AI Analyzer is a sophisticated Burp Suite extension that integrates Large Language Models (LLMs) via the OpenRouter API to automate the security analysis of HTTP responses. Acting as an AI-powered security assistant, it helps penetration testers and bug hunters identify sensitive data leaks, hidden endpoints, logic flaws, and potential vulnerabilities in real-time.
- Multi-Model Support: Seamlessly switch between top-tier models like Google Gemini, OpenAI GPT-4, Claude 3, Llama 3, and more via OpenRouter.
- Automated Scanning: Automatically captures and analyzes traffic matching your defined scope and MIME types.
- Context-Aware Manual Scanning: Trigger specific analyzes directly from Burp's Proxy, Repeater, or Intruder context menus.
- Smart Request Management: Features a robust queuing system with Pause/Resume capabilities and smart caching to minimize API costs.
- Advanced Filtering: Powerful search and filter options for both the scan queue and the analysis results (supports Regex, Case Sensitivity, and Deep Content Search).
- Interactive Site Map: Results are organized in a clean, comprehensive tree view, allowing for easy navigation and management of findings.
- Target Scope Control: Granular control over which domains and URLs are analyzed using Inclusion/Exclusion Regex rules.
- Prerequisites: Ensure you have Jython configured in Burp Suite.

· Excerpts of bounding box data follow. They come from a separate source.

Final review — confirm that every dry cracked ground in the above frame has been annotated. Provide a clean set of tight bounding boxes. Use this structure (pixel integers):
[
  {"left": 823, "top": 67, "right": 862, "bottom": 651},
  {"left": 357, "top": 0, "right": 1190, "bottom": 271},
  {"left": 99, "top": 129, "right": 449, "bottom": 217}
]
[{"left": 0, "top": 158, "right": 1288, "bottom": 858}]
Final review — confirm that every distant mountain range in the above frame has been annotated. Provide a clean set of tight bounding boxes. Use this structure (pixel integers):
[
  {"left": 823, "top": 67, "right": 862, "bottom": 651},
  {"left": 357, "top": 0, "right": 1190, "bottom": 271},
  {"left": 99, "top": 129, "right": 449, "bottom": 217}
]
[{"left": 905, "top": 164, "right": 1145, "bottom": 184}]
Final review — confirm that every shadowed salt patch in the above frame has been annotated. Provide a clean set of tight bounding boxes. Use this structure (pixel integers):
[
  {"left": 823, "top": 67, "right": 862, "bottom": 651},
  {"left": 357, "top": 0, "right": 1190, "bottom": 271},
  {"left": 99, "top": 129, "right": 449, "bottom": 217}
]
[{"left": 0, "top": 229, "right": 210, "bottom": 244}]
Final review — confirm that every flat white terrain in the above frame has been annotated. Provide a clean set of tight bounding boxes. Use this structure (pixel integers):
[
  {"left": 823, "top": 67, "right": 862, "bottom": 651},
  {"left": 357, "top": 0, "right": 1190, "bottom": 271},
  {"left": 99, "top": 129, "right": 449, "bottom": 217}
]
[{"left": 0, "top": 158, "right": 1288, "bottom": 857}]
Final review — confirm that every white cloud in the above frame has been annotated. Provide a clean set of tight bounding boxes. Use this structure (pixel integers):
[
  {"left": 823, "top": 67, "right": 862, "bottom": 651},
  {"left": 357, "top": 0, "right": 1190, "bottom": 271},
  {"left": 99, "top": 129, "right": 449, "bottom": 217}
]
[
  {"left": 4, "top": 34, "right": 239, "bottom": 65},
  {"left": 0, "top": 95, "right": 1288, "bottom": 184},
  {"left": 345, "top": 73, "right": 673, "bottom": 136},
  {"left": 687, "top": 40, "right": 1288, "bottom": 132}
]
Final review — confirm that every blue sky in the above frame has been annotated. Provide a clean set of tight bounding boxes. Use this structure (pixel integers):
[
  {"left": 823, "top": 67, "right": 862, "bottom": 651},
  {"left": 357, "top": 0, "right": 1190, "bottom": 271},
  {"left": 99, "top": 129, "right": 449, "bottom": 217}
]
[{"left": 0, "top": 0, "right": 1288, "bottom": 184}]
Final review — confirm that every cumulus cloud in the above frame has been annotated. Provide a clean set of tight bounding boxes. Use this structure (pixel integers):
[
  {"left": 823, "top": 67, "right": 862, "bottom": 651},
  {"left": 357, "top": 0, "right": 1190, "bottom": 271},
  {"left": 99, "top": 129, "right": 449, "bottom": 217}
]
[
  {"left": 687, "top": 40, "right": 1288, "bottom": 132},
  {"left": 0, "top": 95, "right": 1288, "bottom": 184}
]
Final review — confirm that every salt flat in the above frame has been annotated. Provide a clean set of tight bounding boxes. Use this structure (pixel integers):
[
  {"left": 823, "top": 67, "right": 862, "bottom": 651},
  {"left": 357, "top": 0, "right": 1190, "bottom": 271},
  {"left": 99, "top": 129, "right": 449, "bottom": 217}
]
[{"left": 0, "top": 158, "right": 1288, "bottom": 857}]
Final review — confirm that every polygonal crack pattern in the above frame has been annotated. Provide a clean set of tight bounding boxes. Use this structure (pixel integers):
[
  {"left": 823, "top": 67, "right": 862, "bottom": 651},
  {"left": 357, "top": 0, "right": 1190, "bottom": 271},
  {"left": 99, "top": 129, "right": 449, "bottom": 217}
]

- Download the Jython Standalone JAR.
- Go to Extensions -> Extensions Settings -> Python Environment.
- Select the downloaded JAR file.
- Load Extension:
- Go to the Extensions tab -> Installed.
- Click Add.
- Select Extension type: Python.
- Browse and select the
AIAnalyzer.pyfile. - Click Next. The extension should load and the AI Analyzer tab will appear.
Navigate to the AI Analyzer -> Configuration tab to set up the tool.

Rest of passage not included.